В той области, в которой был специалистом Кристиан Бор, эта проблема возникла в виде вопроса о том, были ли организмы и их подсистемы — их глаза, их легкие — созданы с заранее заданной целью, или же они возникли в соответствии со слепыми и бездушными законами химии и эволюции. Самым радикальным сторонником механистической точки зрения в биологии был немец Эрнст Генрих Геккель, утверждавший, что органическая и неорганическая материя — это одно и то же. Жизнь возникла самопроизвольно, утверждал Геккель; психологию следует считать разделом физиологии; не существует ни бессмертной души, ни свободы воли. Несмотря на свою приверженность к научным экспериментам, Кристиан Бор не принял точку зрения Геккеля; возможно, в этом сыграло свою роль его увлечение Гёте. После этого ему предстояла трудная работа по приведению своей практической деятельности в соответствие с этими взглядами.
Отчасти поэтому, а отчасти из любви к обществу друзей он стал встречаться в кафе с философом Харальдом Гёффдингом — их дискуссии проходили после регулярных пятничных заседаний Датской королевской академии наук и литературы, членами которой были оба. Друживший с ними физик К. Кристиансен, бывший в детстве пастухом, вскоре привнес в эти споры третью точку зрения. Из кафе встречи переместились в дома участников, которые они посещали по очереди. Следующим членом группы стал филолог Вильгельм Томсен, который и завершил формирование этой великолепной четверки, состоявшей из физика, биолога, филолога и философа. Нильс и Харальд Боры провели все свое детство, слушая их беседы.
Поскольку к делу женской эмансипации Кристиан Бор относился столь же серьезно, он вел подготовительные курсы для женщин, поступавших в университет. Одной из его учениц была дочь еврейского банкира Эллен Адлер. Она происходила из образованной, состоятельной и известной в Дании семьи; ее отец в разное время был депутатом обеих палат датского парламента. Кристиан Бор стал за ней ухаживать; в 1881 году они поженились. Как говорит один из друзей их сыновей, она отличалась «очаровательным характером»[236] и огромным альтруизмом.
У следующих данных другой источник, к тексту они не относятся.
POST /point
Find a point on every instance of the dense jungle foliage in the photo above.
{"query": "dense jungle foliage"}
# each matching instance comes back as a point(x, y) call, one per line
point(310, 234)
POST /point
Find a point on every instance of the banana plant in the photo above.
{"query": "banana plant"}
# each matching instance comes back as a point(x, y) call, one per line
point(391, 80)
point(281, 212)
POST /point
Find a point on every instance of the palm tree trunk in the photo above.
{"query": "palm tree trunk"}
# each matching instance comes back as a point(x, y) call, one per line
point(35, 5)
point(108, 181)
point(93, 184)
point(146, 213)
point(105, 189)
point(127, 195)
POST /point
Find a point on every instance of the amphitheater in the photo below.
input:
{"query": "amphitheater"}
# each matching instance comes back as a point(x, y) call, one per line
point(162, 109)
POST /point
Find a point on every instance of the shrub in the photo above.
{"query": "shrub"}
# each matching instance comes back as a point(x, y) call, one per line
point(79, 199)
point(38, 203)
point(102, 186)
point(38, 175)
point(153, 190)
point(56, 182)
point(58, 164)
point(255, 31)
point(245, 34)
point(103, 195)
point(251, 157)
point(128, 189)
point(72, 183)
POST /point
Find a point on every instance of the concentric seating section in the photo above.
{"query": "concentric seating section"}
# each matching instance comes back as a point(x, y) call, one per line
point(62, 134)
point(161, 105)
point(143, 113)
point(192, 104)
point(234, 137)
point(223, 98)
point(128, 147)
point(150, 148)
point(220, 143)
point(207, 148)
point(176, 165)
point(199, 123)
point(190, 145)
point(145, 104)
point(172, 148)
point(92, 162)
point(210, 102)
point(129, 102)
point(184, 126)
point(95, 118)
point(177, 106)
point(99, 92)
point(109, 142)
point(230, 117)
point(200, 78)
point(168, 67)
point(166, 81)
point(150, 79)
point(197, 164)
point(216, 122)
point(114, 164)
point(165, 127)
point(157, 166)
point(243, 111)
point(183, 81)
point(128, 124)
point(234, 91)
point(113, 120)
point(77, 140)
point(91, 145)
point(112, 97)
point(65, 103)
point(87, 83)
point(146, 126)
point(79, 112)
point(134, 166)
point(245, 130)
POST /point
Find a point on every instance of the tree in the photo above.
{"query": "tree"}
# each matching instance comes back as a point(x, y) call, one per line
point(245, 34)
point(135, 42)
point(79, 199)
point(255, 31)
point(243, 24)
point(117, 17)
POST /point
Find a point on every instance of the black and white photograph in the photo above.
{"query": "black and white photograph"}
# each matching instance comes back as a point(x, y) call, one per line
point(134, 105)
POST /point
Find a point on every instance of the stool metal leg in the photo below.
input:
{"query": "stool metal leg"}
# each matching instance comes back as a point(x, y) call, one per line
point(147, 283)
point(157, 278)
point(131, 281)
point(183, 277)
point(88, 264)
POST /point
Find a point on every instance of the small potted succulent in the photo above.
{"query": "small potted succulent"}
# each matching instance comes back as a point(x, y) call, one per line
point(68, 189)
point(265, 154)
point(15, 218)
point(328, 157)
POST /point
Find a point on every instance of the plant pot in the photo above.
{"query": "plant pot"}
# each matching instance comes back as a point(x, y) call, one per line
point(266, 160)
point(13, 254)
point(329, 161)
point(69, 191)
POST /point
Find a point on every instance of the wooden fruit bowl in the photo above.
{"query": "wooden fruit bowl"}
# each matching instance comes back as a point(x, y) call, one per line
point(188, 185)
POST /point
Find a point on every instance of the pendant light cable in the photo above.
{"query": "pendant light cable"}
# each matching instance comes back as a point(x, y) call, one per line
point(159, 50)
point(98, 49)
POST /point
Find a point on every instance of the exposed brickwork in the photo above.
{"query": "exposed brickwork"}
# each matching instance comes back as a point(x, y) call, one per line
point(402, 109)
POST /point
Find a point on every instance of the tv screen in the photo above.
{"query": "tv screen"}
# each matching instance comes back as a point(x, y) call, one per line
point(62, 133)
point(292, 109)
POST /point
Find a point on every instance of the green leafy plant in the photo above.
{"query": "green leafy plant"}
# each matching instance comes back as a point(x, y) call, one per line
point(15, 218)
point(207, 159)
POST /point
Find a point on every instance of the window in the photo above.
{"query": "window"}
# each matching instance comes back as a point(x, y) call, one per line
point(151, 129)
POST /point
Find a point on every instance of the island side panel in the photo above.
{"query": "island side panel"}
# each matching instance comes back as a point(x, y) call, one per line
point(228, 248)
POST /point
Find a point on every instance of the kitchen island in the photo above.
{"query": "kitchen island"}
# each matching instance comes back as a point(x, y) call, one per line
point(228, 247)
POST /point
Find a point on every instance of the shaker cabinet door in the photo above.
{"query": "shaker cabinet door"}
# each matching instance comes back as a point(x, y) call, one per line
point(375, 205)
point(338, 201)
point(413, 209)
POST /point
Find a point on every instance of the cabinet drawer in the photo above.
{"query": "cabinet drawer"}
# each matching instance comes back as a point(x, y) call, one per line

Судя по всему, после замужества она не афишировала своего иудаизма. Поступление в университет, которое она, видимо, планировала исходно, также не состоялось.
Кристиан и Эллен Бор начали свою семейную жизнь в городском доме семьи Адлер, стоявшем прямо напротив дворца Кристианборг, в котором заседал парламент, на противоположной стороне широкой улицы. В этом приятном месте 7 октября 1885 года и родился Нильс Бор, их второй ребенок и первый сын. В 1886 году, когда его отец принял должность в университете, семья Бор переехала в дом, расположенный рядом с Хирургической академией, в которой находились физиологические лаборатории. Там вырос и Нильс, и его брат Харальд, бывший младше его на девятнадцать месяцев.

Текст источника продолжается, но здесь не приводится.